Als potenziell gefährlich gelten nach den EU-Regeln rund 8.000 Substanzen – neben Mitteln zur Schädlingsbekämpfung gehören dazu Farb- und Aromastoffe, Tiermedikamente sowie Plastik. Die Lebensmittel in der EU seien im weltweiten Vergleich zwar besonders sicher, sagte der zuständige Rechnungsprüfer Janusz Wojciechowski. Dennoch stehe das derzeitige System vor Herausforderungen.

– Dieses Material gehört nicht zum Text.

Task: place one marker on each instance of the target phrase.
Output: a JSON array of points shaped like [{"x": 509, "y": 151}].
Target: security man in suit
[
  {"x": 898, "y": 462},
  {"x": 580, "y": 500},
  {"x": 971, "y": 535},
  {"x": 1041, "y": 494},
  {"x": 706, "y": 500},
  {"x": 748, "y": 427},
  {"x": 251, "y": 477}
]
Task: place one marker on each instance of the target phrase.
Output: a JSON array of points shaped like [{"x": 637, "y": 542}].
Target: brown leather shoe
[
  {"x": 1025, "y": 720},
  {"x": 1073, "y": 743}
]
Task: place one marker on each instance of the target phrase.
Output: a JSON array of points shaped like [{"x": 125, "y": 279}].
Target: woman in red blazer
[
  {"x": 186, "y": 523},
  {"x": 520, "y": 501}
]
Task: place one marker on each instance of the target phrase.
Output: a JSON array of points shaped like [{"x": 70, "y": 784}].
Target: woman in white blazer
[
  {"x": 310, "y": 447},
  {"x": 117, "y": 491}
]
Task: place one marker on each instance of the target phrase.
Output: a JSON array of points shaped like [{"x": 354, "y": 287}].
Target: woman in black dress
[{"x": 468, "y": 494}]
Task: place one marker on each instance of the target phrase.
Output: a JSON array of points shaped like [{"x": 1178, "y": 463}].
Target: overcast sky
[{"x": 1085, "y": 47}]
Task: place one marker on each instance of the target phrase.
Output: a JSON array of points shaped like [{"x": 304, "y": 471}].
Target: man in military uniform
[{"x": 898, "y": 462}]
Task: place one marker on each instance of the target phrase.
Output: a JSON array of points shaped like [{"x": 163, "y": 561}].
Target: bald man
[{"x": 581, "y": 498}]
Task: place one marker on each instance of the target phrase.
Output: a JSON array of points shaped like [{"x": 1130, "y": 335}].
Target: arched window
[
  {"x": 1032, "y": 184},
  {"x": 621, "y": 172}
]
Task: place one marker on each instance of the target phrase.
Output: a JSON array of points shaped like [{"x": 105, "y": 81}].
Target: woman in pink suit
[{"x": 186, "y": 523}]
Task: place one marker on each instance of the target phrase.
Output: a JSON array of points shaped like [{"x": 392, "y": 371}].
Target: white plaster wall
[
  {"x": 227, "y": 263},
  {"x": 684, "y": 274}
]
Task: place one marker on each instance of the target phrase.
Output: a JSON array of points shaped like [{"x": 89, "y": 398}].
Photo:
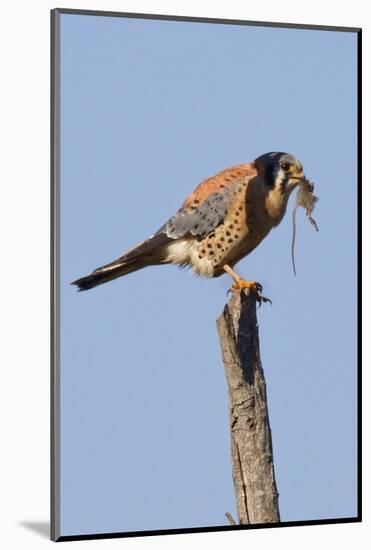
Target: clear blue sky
[{"x": 149, "y": 109}]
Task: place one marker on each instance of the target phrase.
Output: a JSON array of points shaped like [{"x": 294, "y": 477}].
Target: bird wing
[{"x": 207, "y": 207}]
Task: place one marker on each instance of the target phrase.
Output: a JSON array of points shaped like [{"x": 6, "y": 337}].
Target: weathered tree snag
[{"x": 251, "y": 440}]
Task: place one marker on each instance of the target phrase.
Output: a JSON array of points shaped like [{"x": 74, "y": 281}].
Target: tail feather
[{"x": 150, "y": 252}]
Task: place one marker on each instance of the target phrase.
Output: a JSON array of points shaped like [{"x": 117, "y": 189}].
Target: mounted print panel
[{"x": 207, "y": 145}]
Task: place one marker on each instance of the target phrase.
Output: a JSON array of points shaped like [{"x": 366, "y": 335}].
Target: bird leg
[{"x": 240, "y": 285}]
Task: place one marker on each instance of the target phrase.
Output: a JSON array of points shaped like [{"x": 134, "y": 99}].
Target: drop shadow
[{"x": 42, "y": 528}]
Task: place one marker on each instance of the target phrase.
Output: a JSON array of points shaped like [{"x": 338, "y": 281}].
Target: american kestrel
[{"x": 222, "y": 221}]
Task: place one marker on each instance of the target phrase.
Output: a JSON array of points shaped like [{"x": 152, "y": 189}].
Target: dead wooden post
[{"x": 251, "y": 440}]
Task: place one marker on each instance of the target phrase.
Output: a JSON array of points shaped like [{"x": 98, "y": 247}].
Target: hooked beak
[{"x": 299, "y": 176}]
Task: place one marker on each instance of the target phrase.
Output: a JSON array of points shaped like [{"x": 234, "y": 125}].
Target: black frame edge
[
  {"x": 196, "y": 530},
  {"x": 54, "y": 275},
  {"x": 195, "y": 19},
  {"x": 54, "y": 280}
]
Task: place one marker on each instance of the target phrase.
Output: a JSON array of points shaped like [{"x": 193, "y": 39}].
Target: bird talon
[{"x": 252, "y": 287}]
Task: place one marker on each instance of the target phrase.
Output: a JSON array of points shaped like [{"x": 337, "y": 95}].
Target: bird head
[{"x": 280, "y": 171}]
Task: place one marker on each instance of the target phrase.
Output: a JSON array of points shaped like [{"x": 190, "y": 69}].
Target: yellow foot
[{"x": 253, "y": 287}]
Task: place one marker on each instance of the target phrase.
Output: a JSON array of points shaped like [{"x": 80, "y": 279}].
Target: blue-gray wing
[{"x": 200, "y": 220}]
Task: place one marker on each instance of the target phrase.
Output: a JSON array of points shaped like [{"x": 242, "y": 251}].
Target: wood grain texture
[{"x": 251, "y": 440}]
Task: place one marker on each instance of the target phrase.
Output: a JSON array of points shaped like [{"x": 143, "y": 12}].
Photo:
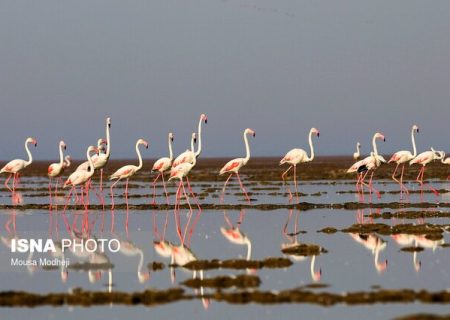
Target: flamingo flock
[{"x": 181, "y": 167}]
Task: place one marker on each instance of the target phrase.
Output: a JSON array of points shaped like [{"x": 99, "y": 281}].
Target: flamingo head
[
  {"x": 142, "y": 141},
  {"x": 315, "y": 131},
  {"x": 317, "y": 275},
  {"x": 143, "y": 276},
  {"x": 32, "y": 140},
  {"x": 380, "y": 136},
  {"x": 250, "y": 131}
]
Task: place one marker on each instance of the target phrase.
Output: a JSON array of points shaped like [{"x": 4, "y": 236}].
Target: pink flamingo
[
  {"x": 85, "y": 165},
  {"x": 127, "y": 171},
  {"x": 15, "y": 166},
  {"x": 104, "y": 157},
  {"x": 79, "y": 177},
  {"x": 367, "y": 164},
  {"x": 189, "y": 155},
  {"x": 402, "y": 157},
  {"x": 425, "y": 158},
  {"x": 446, "y": 161},
  {"x": 233, "y": 166},
  {"x": 296, "y": 156},
  {"x": 162, "y": 165},
  {"x": 67, "y": 161},
  {"x": 357, "y": 153},
  {"x": 179, "y": 172},
  {"x": 55, "y": 170}
]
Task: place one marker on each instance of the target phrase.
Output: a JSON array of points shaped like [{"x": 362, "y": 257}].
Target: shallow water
[{"x": 352, "y": 262}]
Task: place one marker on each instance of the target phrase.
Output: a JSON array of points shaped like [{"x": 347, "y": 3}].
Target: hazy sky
[{"x": 349, "y": 68}]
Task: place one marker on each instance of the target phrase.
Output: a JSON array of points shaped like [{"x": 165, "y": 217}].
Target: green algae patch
[
  {"x": 271, "y": 262},
  {"x": 223, "y": 282},
  {"x": 304, "y": 249}
]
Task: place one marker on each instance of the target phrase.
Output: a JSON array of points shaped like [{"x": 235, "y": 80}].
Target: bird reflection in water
[{"x": 293, "y": 242}]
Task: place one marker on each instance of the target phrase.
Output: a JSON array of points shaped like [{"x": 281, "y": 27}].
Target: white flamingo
[
  {"x": 296, "y": 156},
  {"x": 15, "y": 166},
  {"x": 55, "y": 170},
  {"x": 233, "y": 166},
  {"x": 79, "y": 177},
  {"x": 189, "y": 155},
  {"x": 127, "y": 171},
  {"x": 161, "y": 166},
  {"x": 402, "y": 157},
  {"x": 357, "y": 154}
]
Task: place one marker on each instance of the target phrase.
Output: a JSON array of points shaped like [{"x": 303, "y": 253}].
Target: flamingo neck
[
  {"x": 249, "y": 249},
  {"x": 170, "y": 149},
  {"x": 61, "y": 157},
  {"x": 141, "y": 261},
  {"x": 374, "y": 145},
  {"x": 199, "y": 150},
  {"x": 139, "y": 156},
  {"x": 192, "y": 143},
  {"x": 414, "y": 143},
  {"x": 91, "y": 164},
  {"x": 108, "y": 141},
  {"x": 30, "y": 157},
  {"x": 247, "y": 149},
  {"x": 311, "y": 158}
]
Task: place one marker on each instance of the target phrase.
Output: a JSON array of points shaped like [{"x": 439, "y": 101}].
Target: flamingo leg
[
  {"x": 126, "y": 201},
  {"x": 224, "y": 187},
  {"x": 101, "y": 180},
  {"x": 165, "y": 188},
  {"x": 401, "y": 181},
  {"x": 295, "y": 182},
  {"x": 50, "y": 193},
  {"x": 283, "y": 177},
  {"x": 242, "y": 187},
  {"x": 177, "y": 217},
  {"x": 190, "y": 211},
  {"x": 112, "y": 193},
  {"x": 6, "y": 182},
  {"x": 154, "y": 188},
  {"x": 193, "y": 194}
]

Die Regeln seien so umfangreich, dass es den nationalen Prüfstellen nicht gelinge, alle Aufgaben zu erfüllen. "Tausende Stoffe werden praktisch nicht kontrolliert", sagte Wojciechowski. Dies betreffe vor allem Zusatzstoffe – sie werden auf Lebensmittelverpackungen mit einer sogenannten E-Nummer gekennzeichnet. Hinzu komme, dass einige EU-Staaten bestimmte Chemikalien seltener kontrollierten als andere. Das gefährde die Glaubwürdigkeit des Systems.
Daneben beanstandeten Wojciechowski und seine Kollegen, dass die Europäische Behörde für Lebensmittelsicherheit EFSA mit ihrer Arbeit im Bereich der Chemikalien im Rückstand sei. Die EFSA soll die EU-Institutionen eigentlich bei der Entscheidungsfindung beraten.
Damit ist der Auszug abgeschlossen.